Aims: Despite a wealth of studies describing an increased incidence of acute coronary syndromes (ACSs) in rheumatoid arthritis (RA), considerably less is known about the clinical characteristics and their association with short-term outcome of such ACS. The aims of this study were therefore to investigate clinical characteristics and case-fatality rates following ACS in patients with RA.

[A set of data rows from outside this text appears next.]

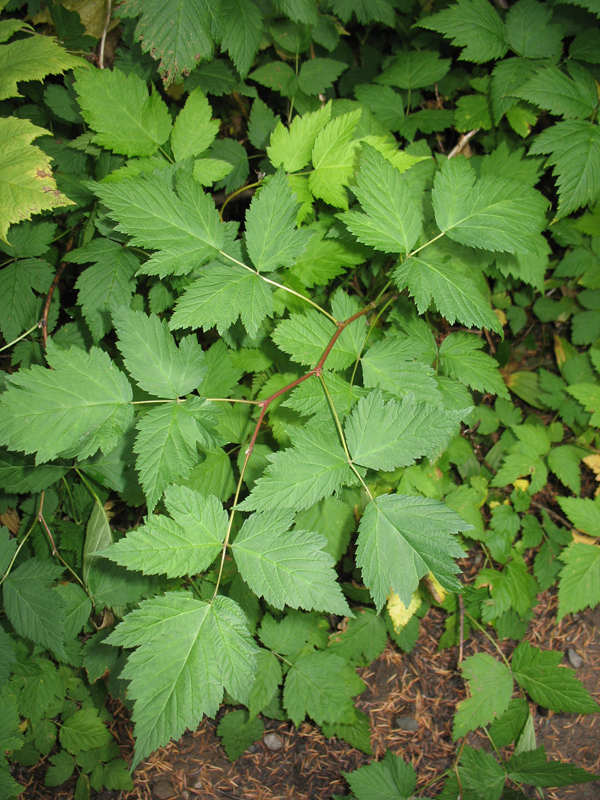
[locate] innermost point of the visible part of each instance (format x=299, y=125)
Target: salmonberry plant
x=271, y=278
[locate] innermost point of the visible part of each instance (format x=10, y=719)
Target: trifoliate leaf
x=385, y=436
x=34, y=610
x=448, y=283
x=461, y=358
x=166, y=443
x=194, y=130
x=287, y=567
x=272, y=238
x=106, y=96
x=554, y=687
x=292, y=147
x=574, y=152
x=153, y=359
x=579, y=584
x=474, y=25
x=185, y=544
x=333, y=159
x=490, y=685
x=109, y=282
x=79, y=405
x=26, y=183
x=188, y=652
x=183, y=227
x=222, y=295
x=393, y=221
x=321, y=685
x=493, y=213
x=403, y=538
x=315, y=467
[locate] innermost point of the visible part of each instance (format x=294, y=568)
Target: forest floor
x=424, y=685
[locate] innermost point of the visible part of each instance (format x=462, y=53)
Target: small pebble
x=273, y=741
x=575, y=659
x=406, y=724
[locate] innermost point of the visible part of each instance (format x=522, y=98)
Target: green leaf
x=449, y=285
x=321, y=685
x=166, y=443
x=108, y=283
x=194, y=130
x=80, y=404
x=31, y=59
x=333, y=159
x=579, y=585
x=574, y=148
x=83, y=731
x=389, y=779
x=534, y=768
x=490, y=685
x=185, y=544
x=152, y=357
x=188, y=652
x=272, y=238
x=287, y=567
x=554, y=687
x=184, y=227
x=492, y=213
x=35, y=611
x=401, y=539
x=242, y=24
x=474, y=25
x=18, y=282
x=531, y=33
x=393, y=221
x=238, y=732
x=27, y=185
x=292, y=147
x=222, y=295
x=414, y=69
x=389, y=365
x=297, y=478
x=384, y=436
x=108, y=95
x=461, y=358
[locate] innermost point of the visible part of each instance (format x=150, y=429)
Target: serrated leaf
x=554, y=687
x=298, y=477
x=579, y=584
x=385, y=436
x=287, y=567
x=188, y=652
x=194, y=130
x=185, y=544
x=401, y=539
x=272, y=238
x=222, y=295
x=166, y=443
x=449, y=285
x=321, y=685
x=26, y=183
x=474, y=25
x=492, y=213
x=393, y=220
x=109, y=96
x=80, y=404
x=461, y=358
x=152, y=357
x=491, y=686
x=574, y=152
x=183, y=227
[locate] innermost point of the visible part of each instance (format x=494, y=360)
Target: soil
x=424, y=685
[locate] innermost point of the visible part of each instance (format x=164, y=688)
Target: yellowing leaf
x=26, y=183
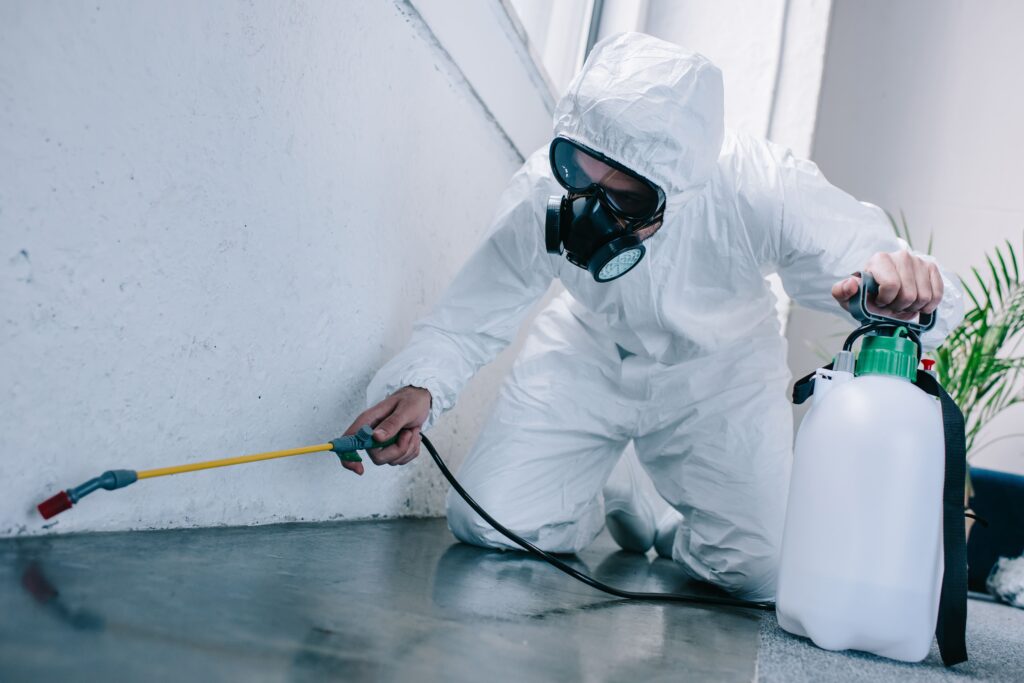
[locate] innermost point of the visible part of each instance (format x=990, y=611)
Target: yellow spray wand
x=345, y=446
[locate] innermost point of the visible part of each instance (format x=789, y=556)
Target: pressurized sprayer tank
x=876, y=494
x=861, y=563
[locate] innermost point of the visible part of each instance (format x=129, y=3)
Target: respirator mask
x=595, y=223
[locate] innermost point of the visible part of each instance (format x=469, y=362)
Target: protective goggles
x=584, y=171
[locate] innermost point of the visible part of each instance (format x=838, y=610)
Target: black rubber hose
x=579, y=575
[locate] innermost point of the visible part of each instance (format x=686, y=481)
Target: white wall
x=921, y=112
x=216, y=221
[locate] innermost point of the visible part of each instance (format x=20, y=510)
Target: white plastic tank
x=861, y=564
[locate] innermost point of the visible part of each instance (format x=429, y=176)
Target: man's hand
x=907, y=286
x=403, y=414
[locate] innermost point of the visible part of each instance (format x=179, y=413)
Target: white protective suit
x=704, y=395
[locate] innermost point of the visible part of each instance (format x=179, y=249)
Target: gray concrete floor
x=383, y=600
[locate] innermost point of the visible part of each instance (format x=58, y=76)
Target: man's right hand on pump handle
x=403, y=414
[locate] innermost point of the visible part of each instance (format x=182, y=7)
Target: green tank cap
x=895, y=355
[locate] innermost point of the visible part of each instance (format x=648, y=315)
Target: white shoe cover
x=628, y=512
x=665, y=536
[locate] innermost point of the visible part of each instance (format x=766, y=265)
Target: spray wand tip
x=51, y=507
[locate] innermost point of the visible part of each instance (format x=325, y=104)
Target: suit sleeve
x=480, y=311
x=825, y=235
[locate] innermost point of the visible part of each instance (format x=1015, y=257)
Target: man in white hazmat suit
x=683, y=354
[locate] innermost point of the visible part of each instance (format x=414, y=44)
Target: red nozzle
x=55, y=505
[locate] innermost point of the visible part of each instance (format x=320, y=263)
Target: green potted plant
x=981, y=361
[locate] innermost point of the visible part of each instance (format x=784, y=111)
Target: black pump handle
x=858, y=308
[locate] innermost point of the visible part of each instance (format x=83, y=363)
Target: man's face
x=629, y=191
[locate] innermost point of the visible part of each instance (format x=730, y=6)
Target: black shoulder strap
x=804, y=387
x=951, y=626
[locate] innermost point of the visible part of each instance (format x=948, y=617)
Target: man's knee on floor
x=750, y=574
x=468, y=526
x=540, y=529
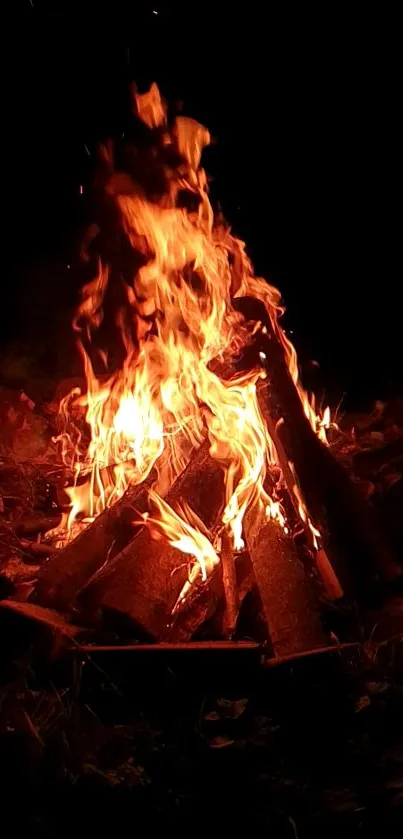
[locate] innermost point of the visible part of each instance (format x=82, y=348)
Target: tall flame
x=177, y=318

Methods and results: We compared the clinical presentation of incident ACS between 2007 and 2010 and their short-term mortality in a cohort of 1135 subjects with prevalent RA and in a cohort of 3184 matched general population comparators. Rheumatoid arthritis subjects more frequently presented with sudden cardiac death, ST-segment elevation myocardial infarctions, had higher levels of troponin and higher frequencies of in-hospital complications compared with the general population comparators. Furthermore, the short-term mortality was higher among RA-associated ACS (7-day hazard ratio (HR) = 1.65 [95% CI 1.32-2.08]; 30-day HR = 1.57 [95% CI 1.30-1.89]), which were somewhat attenuated but remained statistically significantly increased following adjustment for previous comorbidities, demographics, and educational level (7-day HR = 1.50 [95% CI 1.19-1.90]; 30-day HR = 1.43 [95% CI 1.18-1.72]), and for ACS type (7-day HR = 1.44 [95% CI 1.14-1.82]; 30-day HR = 1.36 [95% CI 1.13-1.64]).
Conclusion: Patients with prevalent RA suffer more severe ACSs compared with the general population and also have poorer outcomes after the events, which can only partly be explained by increased event severity.
Keywords: Acute coronary syndrome; Epidemiology; Mortality; Rheumatoid arthritis.